A Journalist's Archive

The Road
Cormac McCarthy
Reviewed by Kathy Hare

          Characters have no names, time is relative, and the rules of grammar are ignored.  You have entered the post-apocalyptic world of "The Road," by Cormac McCarthy.

          His vision of humanity, in its rarest form, horrifies. Yet this Pulitzer Prize winning novel, with its short declarative sentences, mesmerizes. No one wants to travel down "The Road," but McCarthy's unorthodox style of writing propels you forward. He is a master storyteller who knows the value of unanswered questions. In a world flooded with information, the author demonstrates how unimportant facts and rules are in an uncivilized world. Readers beware! This book leaves a lasting impression - one that you know is highly probable under similar circumstances - but one you may not want permanently imprinted on your brain.

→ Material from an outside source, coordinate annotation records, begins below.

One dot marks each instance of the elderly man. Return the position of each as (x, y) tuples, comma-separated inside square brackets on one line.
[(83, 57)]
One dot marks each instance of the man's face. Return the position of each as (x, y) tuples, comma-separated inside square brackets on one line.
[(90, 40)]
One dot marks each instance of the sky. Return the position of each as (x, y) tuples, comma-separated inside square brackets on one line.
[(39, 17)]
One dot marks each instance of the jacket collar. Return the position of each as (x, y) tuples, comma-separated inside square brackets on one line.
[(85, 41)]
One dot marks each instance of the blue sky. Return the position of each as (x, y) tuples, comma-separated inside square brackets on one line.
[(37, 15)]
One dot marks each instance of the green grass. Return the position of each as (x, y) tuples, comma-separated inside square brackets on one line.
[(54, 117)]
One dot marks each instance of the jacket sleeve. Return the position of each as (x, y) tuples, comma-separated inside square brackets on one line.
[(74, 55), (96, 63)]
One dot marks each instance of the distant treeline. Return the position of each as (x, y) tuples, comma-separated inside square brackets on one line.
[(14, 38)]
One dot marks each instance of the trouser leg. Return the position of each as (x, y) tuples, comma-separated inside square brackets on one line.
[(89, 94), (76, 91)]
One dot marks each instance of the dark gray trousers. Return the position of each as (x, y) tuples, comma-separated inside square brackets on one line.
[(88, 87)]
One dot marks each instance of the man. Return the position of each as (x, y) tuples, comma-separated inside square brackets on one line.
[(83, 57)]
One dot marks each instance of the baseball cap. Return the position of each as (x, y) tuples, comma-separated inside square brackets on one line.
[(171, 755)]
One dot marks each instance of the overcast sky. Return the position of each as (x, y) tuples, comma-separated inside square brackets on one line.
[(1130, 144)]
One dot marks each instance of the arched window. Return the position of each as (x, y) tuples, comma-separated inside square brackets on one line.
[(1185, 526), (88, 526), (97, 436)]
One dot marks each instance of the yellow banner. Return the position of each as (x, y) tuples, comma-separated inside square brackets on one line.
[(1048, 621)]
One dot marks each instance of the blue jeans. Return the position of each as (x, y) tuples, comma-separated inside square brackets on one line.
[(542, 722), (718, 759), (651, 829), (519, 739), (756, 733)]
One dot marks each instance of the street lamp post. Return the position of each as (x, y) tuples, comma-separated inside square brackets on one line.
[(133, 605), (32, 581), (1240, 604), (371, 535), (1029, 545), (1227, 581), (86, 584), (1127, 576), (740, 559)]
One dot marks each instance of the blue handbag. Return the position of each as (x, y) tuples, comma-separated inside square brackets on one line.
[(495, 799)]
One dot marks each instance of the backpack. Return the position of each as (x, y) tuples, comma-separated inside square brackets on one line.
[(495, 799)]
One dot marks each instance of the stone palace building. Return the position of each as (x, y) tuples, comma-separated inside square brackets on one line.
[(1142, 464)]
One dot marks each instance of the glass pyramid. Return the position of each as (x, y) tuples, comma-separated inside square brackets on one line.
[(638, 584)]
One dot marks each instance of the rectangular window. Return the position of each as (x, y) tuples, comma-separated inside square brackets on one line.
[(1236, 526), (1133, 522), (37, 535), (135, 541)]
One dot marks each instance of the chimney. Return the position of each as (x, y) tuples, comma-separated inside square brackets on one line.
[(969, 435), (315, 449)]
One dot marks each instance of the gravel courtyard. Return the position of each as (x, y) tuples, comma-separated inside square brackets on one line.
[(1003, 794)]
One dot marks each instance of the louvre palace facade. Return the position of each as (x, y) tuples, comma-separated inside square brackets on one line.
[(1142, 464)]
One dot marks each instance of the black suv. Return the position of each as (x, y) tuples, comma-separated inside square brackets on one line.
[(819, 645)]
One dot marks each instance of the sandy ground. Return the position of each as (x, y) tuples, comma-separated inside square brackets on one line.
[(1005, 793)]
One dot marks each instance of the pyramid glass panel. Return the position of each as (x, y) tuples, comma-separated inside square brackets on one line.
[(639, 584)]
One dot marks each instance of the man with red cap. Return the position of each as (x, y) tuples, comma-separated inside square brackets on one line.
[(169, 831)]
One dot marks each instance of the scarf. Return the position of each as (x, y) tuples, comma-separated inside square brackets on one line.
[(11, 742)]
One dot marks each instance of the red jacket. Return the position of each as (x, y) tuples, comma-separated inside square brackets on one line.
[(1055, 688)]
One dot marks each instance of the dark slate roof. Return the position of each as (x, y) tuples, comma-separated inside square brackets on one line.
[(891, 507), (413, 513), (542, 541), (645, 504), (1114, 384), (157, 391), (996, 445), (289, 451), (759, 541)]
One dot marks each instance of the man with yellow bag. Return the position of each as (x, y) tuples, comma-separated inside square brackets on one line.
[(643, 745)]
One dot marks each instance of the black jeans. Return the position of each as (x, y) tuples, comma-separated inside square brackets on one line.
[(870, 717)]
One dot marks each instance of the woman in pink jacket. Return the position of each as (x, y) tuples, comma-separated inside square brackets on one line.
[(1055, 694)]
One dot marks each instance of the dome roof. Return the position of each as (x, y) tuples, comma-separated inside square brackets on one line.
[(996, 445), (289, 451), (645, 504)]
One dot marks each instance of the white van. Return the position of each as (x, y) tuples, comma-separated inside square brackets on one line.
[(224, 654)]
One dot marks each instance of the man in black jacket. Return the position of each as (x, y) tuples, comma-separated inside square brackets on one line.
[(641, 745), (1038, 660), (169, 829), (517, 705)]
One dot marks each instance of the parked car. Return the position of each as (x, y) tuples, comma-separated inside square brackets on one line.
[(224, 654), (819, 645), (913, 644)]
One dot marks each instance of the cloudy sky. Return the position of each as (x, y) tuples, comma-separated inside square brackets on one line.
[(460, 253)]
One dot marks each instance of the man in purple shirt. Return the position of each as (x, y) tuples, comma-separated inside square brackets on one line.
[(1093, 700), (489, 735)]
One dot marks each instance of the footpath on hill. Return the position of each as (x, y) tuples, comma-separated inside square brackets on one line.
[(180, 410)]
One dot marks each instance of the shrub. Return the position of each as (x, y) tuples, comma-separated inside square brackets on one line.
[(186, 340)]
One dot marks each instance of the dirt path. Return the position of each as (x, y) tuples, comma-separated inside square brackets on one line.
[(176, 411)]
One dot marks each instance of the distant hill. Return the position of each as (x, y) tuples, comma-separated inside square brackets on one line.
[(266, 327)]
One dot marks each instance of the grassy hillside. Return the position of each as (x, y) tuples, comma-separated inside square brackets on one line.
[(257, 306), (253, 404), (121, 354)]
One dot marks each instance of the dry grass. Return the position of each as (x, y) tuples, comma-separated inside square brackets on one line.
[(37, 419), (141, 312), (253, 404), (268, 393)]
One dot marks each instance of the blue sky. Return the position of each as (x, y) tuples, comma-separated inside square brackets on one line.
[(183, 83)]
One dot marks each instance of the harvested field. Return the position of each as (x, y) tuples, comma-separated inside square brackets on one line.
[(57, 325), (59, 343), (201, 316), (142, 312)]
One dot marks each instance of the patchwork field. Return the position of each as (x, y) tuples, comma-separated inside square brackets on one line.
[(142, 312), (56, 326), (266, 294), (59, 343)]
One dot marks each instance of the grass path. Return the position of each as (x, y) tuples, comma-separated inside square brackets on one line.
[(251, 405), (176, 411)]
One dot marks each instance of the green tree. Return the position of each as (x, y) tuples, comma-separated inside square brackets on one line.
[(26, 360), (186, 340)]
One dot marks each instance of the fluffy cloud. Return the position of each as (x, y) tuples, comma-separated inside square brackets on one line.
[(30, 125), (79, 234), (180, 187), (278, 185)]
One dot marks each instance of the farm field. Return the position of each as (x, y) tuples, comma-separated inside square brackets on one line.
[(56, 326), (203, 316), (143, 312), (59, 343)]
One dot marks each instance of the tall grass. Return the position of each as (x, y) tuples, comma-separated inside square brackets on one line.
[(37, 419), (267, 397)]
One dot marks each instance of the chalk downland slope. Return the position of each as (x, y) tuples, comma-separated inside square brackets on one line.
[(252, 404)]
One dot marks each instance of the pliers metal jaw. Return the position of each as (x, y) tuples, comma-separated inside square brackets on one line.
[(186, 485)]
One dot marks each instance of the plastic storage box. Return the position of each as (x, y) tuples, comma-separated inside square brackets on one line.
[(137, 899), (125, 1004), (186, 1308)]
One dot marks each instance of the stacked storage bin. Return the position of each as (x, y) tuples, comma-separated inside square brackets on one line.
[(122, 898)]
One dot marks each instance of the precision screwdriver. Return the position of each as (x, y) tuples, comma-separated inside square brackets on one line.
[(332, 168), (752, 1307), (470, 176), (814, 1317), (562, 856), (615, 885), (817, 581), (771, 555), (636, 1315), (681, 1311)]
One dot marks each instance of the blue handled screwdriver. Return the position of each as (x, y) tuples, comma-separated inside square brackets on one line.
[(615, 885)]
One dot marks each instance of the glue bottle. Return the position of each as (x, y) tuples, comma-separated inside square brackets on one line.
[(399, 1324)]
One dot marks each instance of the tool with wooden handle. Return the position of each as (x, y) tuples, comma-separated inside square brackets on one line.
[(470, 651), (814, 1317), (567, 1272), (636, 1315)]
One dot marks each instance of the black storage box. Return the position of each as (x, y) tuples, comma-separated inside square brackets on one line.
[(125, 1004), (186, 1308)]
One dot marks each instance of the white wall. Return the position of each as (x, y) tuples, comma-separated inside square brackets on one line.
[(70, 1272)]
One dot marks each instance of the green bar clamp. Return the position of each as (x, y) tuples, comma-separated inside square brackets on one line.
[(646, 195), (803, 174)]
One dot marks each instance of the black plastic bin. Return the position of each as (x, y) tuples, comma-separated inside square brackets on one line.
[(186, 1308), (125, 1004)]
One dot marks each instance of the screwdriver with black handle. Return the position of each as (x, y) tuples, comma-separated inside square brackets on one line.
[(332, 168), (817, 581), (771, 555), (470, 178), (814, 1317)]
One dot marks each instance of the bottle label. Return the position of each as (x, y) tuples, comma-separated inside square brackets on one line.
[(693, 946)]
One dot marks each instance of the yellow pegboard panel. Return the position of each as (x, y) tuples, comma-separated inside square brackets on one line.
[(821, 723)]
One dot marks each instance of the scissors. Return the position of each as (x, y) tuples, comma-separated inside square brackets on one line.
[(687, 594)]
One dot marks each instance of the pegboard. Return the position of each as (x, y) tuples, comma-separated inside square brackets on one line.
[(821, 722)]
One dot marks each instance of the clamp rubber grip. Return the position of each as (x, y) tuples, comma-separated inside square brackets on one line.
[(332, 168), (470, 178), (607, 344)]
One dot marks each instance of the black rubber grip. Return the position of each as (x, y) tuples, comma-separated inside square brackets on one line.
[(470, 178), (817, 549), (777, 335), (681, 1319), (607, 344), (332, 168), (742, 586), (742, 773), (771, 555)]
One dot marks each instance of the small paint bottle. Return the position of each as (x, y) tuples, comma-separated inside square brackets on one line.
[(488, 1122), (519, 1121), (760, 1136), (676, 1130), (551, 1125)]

          McCarthy opens this epic journey of survival by stringing these words together: "Nights dark beyond darkness and the days more gray each one than what had gone before. Like the onset of some cold glaucoma dimming away the world." Immediately the reader wants more information. What finally caused humanity's biggest nightmare? When did the nuclear conflagration take place? The answers won't be found in "The Road." Instead, McCarthy's mission is to strip civilization down to its bare bones, leaving behind basic human instincts, with only a slight glimmer of hope that morality may survive.

          Readers follow two main characters, a father and son, as they head south attempting to escape the ravages of nuclear winter. They push their meager belongings in a shopping cart along roads that have outlived their purpose. Blankets, a tarp, a lamp, a few cans of food, a toy truck, and a pistol loaded with two ominous bullets, are remnants salvaged from the past. A pair of binoculars hanging around the father's neck is used to scan the countryside, not to seek other humans, but to avoid them.

          The son was born within a day of the war. Readers learn this and a few other kernels of information through the father's thoughts as he attempts to find some comfort in sleep. But the son's current age is another unanswered question. I looked for clues in his behavior. When does a child stop holding his father's hand? When is a child old enough to realize the lines between good and evil coalesce in a world where survival is all that matters? Maybe he is as young as six or as old as ten. It doesn't matter. Father and son are, "like pilgrims in a fable swallowed up and lost among the inward parts of some granitic beast."

          Keep walking.

          Travel through McCarthy's river valley with its "charred and limbless trunks of trees stretching away on every side." Ash covers everything. "The grainy air. The taste of it never left your mouth." Sagging wires whine "thinly in the wind. On the hillsides old crops dead and flattened. The barren ridgeline trees raw and black in the rain."

          Homes stand burnt or abandoned. Once a source of refuge, the houses are now viewed as traps set to capture prey. Farther on, faded billboards advertise motels. When snow falls, it is the same color as the sky - gray. It seems that man's folly has sucked all color from the planet, obscuring the sun, moon, and all starlight.

          Cities, populated by the dead, have long been stripped of all food. "The mummied dead everywhere. The flesh cloven along the bones, the ligaments dried to tug and taut as wires. Shriveled and drawn like latterday bogfolk..." While some remain clothed, all have been stripped of their shoes. Here the reader is forced to focus on the essential items necessary for survival. I pictured myself, like the father and son, wrapping the remnants of my shoes in cloth, binding them together with twine, string, or wire before the trek through the mountains.  

          A ghost character enters the dreams of the father. His wife is dressed in gauze with her dark hair tied up in combs of ivory and shells. He hates the dreams because they remind him of a lost world. "Lying there in the dark with the uncanny taste of a peach from some phantom orchard fading in his mouth. He thought if he lived long enough the world at last would all be lost. Like the dying world the newly blind inhabit, all of it slowly fading from memory."

          Starvation is the pair's unseen companion. Morel mushrooms growing under burnt logs create a feast. A forgotten can of Coca Cola, found buried deep inside a vending machine, is the son's first taste of a carbonated beverage. McCarthy's choice of the iconic product is understandable. Archaeologists have long claimed the Coke bottle will one day be an identifying artifact of our culture.

          I have purposely left out the interactions between father and son and other human beings. Suffice it to say; when humans become the prey, life is unbearably evil. But McCarthy leaves a glimmer of hope for humanity by having the father instill the difference between good and evil in his son. He reminds his son often that they are "carrying the fire" of civilization. Yes, they must kill to survive, but they will not kill humans in order to satisfy their hunger. Such is the basic difference between civilized and uncivilized existence when law and order is abolished.

          Does the journey lead the pair to a better place? Will humanity rise out of the ashes to form a new civilization? Taking my cue from McCarthy, I think these questions are better left unanswered. Read "The Road" and come to your own conclusions.